Five saliva samples were collected using a commercial device, a Salivette®, consisting of an absorbent cotton roll, a plastic container with a perforated bottom, and a centrifuge tube that holds the plastic container and roll. A baseline sample was taken prior to ingestion of the high-protein shake, and four additional samples were taken beginning 15 minutes after the shake, and then 3 others at 15-minute intervals thereafter. This approach of sequential sampling over time is more informative than a single measure in assessing how well the HPA axis is functioning because it shows the pattern of the response to the challenge. The usual response is a 2–4 fold increase after a high-protein meal. In comparison, the cortisol response is diminished for an individual experiencing chronic or prolonged stressor exposure (Gibson et al., 1999; Rosmond and Bjorntorp, 1998; Rosmond et al., 1998).

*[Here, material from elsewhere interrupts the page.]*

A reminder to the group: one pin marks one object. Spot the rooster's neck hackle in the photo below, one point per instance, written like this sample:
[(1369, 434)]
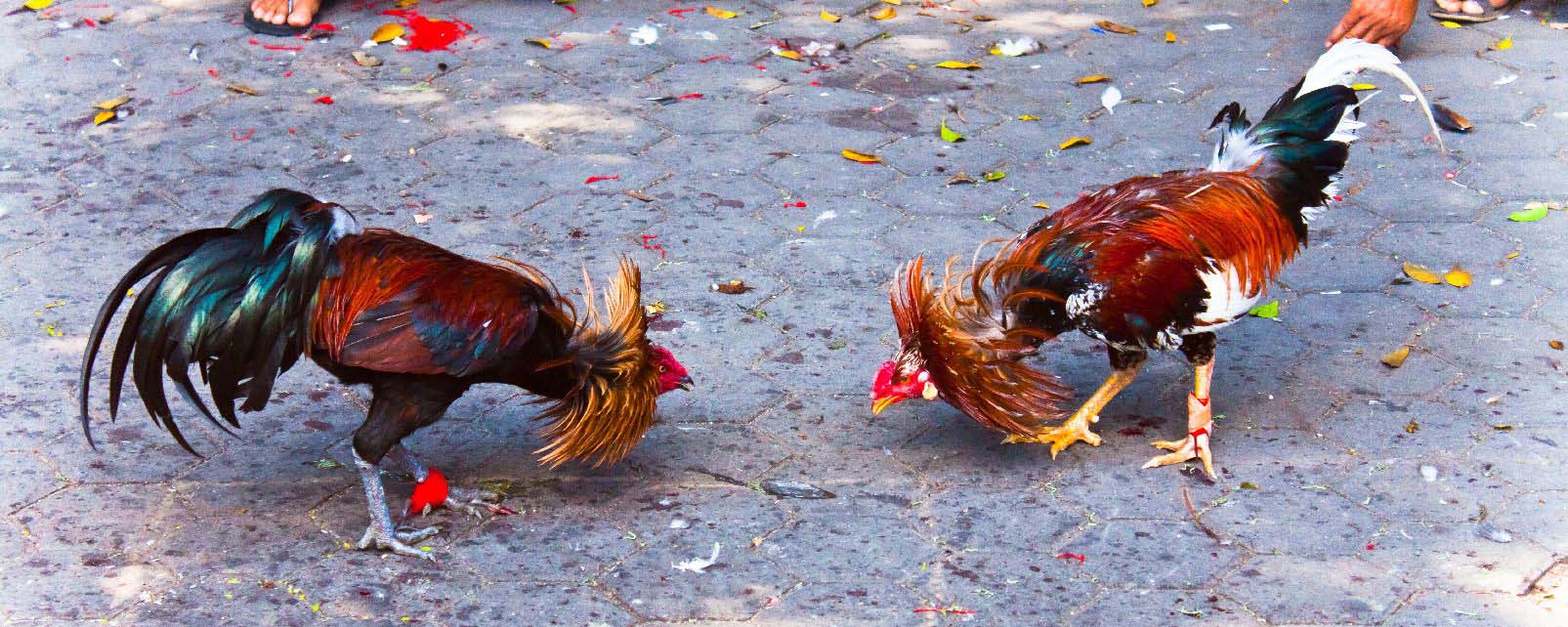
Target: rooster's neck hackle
[(612, 406), (974, 360)]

Following collection, samples were stored at 4°C and later shipped to the National Institute for Occupational Safety and Health where they were centrifuged to provide a nonviscous saliva sample. Prepared samples were stored at −20°C until assayed for cortisol by a time-resolved immunoassay with fluorescence detection (DELFIA) (Dressendorfer et al., 1992) at the University of Dresden, Dresden, Germany. For quality control purposes, each batch contained samples of sufficient number to include a low, medium, and high concentration quality control sample on each assay plate to allow assessment of laboratory drift. Also included were 5% blind replicate samples of participants’ saliva for general quality control purposes. Samples with values outside of normal range were re-assayed. These procedures are a modified version of those employed by Gibson and colleagues (Gibson et al., 1999). The protein shake was a substitute for an actual meal for convenience of administration during the officers’ daylong clinic visit that involved several other clinical measurements.
Metabolic syndrome
The MetSyn criteria were based on the National Cholesterol Education Program Adult Treatment Panel guidelines with recent modifications from the American Heart Association (AHA) and the National Heart, Lung, and Blood Institute (NHLBI) (Grundy et al., 2005). The five MetSyn components include: 1) elevated waist circumference (≥102 cm in men, ≥88 cm in women), 2) elevated triglycerides (≥150 mg/dL or reported treatment with nicotinic acid or fibrates), 3) reduced high-density lipoprotein cholesterol (HDL-C < 40 mg/dL in men, < 50 mg/dL in women, or reported treatment with nicotinic acid or fibrates), 4) elevated glucose (≥100 mg/dL or reported treatment for diabetes), and 5) elevated blood pressure (BP ≥130/85 mmHg or reported physician-diagnosed hypertension and antihypertensive treatment). An individual was considered to have this syndrome if three or more of the five components were present.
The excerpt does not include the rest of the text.